The Qianhai experiment follows a series of steps taken by the Chinese government to move towards making the renminbi a convertible currency that analysts believe could one day vie with the US dollar for pre-eminence in global markets.

Over the past two years, Chinese companies have been allowed to settle most of their international trade in renminbi. This has provided a conduit for the currency to flow abroad for the first time in large volumes.

Foreign institutions have also been given a limited but growing array of investment options for their renminbi holdings, such as Hong Kong's dim sum bond market and a programme for buying Chinese equities.

In addition, the proposed measures includes cross listings of their respective stock exchanges.

Again from the same article,

Separately on Friday, the stock exchanges of Hong Kong, Shanghai and Shenzhen said they would create a joint venture index company to give investors access to companies listed in all three cities for the first time and boost their capital markets.

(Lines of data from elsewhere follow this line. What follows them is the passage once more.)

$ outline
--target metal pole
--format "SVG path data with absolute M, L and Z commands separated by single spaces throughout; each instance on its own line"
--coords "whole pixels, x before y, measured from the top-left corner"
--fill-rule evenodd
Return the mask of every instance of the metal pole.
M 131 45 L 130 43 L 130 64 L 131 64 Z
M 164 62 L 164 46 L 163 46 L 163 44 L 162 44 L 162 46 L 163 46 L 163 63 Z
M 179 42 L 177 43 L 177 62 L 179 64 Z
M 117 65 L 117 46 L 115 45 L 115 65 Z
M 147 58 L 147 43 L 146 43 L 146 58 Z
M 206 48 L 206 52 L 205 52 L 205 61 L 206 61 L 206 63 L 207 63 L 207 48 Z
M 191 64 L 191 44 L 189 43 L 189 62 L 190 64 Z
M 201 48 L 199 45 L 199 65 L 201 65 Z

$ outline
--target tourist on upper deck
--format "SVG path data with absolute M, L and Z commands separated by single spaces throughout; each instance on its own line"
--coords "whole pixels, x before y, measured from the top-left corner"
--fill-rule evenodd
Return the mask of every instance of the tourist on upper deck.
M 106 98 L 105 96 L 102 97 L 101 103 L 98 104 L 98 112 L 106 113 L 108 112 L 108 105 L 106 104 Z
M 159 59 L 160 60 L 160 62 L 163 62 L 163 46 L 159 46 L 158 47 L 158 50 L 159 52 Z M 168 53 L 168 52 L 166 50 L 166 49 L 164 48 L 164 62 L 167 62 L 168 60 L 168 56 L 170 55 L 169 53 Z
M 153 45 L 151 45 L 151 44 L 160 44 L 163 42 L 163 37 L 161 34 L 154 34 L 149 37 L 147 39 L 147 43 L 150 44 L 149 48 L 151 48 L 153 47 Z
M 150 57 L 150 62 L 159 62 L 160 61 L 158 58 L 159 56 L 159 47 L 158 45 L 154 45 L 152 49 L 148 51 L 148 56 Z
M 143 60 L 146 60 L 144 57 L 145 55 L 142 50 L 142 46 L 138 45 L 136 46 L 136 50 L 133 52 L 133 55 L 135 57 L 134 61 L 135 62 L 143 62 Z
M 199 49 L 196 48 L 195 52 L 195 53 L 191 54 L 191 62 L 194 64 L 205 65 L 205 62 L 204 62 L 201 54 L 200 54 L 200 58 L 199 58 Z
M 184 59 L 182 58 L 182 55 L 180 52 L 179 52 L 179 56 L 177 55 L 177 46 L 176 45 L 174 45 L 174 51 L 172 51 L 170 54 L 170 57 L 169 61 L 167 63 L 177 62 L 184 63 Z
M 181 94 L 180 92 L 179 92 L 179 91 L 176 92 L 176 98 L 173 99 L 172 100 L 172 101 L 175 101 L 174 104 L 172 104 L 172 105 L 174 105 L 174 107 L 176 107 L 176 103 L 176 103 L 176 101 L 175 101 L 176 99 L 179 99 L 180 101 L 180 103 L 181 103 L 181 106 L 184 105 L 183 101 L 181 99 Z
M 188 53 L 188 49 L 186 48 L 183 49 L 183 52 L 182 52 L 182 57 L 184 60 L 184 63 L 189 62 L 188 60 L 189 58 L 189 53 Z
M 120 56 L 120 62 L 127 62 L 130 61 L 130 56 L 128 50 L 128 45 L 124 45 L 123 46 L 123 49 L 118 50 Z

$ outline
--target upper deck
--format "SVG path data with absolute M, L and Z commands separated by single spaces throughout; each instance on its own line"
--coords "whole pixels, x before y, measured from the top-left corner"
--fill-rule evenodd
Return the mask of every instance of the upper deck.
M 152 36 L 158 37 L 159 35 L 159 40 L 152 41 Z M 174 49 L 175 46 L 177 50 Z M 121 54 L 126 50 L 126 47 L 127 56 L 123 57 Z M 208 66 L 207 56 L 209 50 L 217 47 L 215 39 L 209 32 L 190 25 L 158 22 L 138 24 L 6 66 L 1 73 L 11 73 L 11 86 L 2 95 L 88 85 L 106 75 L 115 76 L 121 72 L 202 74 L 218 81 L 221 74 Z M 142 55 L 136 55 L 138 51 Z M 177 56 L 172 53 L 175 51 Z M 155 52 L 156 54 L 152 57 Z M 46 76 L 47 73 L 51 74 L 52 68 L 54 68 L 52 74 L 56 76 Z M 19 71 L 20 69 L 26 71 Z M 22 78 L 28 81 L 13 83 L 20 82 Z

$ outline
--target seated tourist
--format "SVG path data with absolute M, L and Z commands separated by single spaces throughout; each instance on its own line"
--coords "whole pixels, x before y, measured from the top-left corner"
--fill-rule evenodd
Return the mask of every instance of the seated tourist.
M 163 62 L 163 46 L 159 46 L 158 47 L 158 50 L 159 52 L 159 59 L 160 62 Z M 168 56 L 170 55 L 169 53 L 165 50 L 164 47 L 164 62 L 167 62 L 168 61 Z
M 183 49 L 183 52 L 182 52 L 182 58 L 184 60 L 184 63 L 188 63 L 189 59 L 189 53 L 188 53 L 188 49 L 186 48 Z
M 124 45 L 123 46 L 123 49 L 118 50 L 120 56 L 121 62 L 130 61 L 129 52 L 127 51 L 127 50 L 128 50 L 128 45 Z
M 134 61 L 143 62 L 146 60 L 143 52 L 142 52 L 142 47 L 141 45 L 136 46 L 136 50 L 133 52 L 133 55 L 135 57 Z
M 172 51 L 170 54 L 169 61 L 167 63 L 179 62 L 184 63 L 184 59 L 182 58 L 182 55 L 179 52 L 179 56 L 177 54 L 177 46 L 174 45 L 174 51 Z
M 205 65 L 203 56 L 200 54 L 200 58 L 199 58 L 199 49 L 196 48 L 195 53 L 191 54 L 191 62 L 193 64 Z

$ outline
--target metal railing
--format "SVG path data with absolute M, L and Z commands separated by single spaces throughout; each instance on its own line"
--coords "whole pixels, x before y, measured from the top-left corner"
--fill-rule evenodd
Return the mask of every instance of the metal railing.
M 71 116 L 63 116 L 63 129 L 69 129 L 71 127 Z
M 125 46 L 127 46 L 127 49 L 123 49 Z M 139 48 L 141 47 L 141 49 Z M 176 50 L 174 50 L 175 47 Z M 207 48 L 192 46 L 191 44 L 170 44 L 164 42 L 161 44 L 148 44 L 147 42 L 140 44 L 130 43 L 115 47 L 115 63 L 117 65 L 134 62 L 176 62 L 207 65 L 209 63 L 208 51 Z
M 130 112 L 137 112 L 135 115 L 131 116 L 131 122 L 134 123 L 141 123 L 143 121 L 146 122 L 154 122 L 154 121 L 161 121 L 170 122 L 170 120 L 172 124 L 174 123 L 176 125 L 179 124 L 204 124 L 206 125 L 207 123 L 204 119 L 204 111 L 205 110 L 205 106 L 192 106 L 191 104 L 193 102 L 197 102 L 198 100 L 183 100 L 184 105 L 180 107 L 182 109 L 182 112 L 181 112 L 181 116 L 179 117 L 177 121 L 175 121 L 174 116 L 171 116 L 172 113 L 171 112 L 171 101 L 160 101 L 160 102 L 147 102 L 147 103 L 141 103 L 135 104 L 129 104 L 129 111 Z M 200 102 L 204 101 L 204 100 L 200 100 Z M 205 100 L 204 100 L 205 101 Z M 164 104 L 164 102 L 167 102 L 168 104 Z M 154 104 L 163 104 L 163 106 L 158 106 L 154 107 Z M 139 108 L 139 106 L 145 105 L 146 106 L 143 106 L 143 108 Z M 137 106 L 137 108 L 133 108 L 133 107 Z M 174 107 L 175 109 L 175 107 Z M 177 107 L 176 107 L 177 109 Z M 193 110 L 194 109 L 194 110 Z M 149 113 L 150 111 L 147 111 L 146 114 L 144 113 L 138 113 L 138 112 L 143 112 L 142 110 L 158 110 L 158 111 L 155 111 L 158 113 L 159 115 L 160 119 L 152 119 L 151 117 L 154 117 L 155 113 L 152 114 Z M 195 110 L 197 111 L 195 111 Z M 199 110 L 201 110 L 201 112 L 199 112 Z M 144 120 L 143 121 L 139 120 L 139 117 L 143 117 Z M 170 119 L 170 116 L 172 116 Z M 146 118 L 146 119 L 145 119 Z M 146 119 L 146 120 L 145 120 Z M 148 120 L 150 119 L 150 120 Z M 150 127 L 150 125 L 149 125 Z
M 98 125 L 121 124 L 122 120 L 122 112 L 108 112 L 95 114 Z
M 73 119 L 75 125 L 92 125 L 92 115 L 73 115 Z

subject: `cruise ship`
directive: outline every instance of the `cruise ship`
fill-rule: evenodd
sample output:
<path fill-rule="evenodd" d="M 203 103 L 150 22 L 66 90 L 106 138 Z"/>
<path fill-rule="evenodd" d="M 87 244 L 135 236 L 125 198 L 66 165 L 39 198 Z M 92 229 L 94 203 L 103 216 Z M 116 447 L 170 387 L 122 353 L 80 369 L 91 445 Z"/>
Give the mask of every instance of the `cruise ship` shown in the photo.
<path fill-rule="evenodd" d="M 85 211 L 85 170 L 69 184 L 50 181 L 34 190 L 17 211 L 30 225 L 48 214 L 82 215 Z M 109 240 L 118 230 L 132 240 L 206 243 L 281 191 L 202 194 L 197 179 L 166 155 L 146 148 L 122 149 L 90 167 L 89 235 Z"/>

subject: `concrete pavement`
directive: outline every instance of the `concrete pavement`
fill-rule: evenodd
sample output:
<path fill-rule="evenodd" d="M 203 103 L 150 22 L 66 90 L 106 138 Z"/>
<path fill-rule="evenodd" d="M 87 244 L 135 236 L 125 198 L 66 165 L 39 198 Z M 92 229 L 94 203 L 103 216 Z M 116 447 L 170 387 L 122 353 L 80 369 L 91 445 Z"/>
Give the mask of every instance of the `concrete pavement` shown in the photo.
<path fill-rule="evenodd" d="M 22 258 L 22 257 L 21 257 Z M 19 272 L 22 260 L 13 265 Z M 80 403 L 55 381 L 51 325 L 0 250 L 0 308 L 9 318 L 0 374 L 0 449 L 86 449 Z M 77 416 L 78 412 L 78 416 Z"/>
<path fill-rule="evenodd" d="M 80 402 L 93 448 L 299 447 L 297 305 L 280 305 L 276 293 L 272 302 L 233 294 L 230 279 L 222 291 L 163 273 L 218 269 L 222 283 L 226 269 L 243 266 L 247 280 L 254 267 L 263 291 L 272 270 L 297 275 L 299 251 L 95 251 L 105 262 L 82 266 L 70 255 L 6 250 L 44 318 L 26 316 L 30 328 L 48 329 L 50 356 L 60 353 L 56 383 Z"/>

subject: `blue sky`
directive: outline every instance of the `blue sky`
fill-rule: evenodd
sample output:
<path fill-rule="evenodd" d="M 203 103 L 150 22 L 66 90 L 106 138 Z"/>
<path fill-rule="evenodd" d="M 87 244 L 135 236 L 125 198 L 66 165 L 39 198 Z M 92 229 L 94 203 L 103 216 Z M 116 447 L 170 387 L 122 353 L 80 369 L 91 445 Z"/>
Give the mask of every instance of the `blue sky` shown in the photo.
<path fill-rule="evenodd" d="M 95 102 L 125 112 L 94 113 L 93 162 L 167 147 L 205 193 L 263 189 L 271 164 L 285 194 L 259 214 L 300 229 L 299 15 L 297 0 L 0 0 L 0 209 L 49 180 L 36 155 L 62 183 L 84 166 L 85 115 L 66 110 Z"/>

Charles Li, chief executive of the Hong Kong Exchange, said it would create its first cross-border indices by the end of the year and launch derivative products and exchange traded funds based on the indices and stocks next year.

The thrust to make the yuan convertible has widely been painted as a challenge to the US dollar standard as evidenced by this assertion “could one day vie with the US dollar for pre-eminence in global markets”.

While this is true, I would say that a more important issue could be about the insurance role played by the yuan against the growing risks of a currency crisis.

My suspicions seems to be highlighted by the latest proposal by Prof Joseph Yam, the former head of the Hong Kong Monetary Authority (HKMA) and who is one of the architects of Hong Kong-US dollar peg through a monetary board, to alter Hong Kong’s monetary system by shifting from US dollar peg towards China’s yuan or through a basket of other currencies.

Notes the BBC

When asked why he was making such a dramatic public reversal of opinion, Prof Yam told Hong Kong media it was because times had changed.

The US dollar peg had contributed to inflation and asset bubbles in Hong Kong because of the policy of quantitative easing the US Federal Reserve adopted following the global financial crisis, he said.

This direct Hong Kong-China currency “test” zone seems like an icebreaker to the inevitable end the Hong Kong dollar-US dollar peg.

As I observed in August of 2009

In my view, the Hong Kong dollar's pegged days seems numbered. And so as its existence, as the Yuan could displace it sometime in the near future.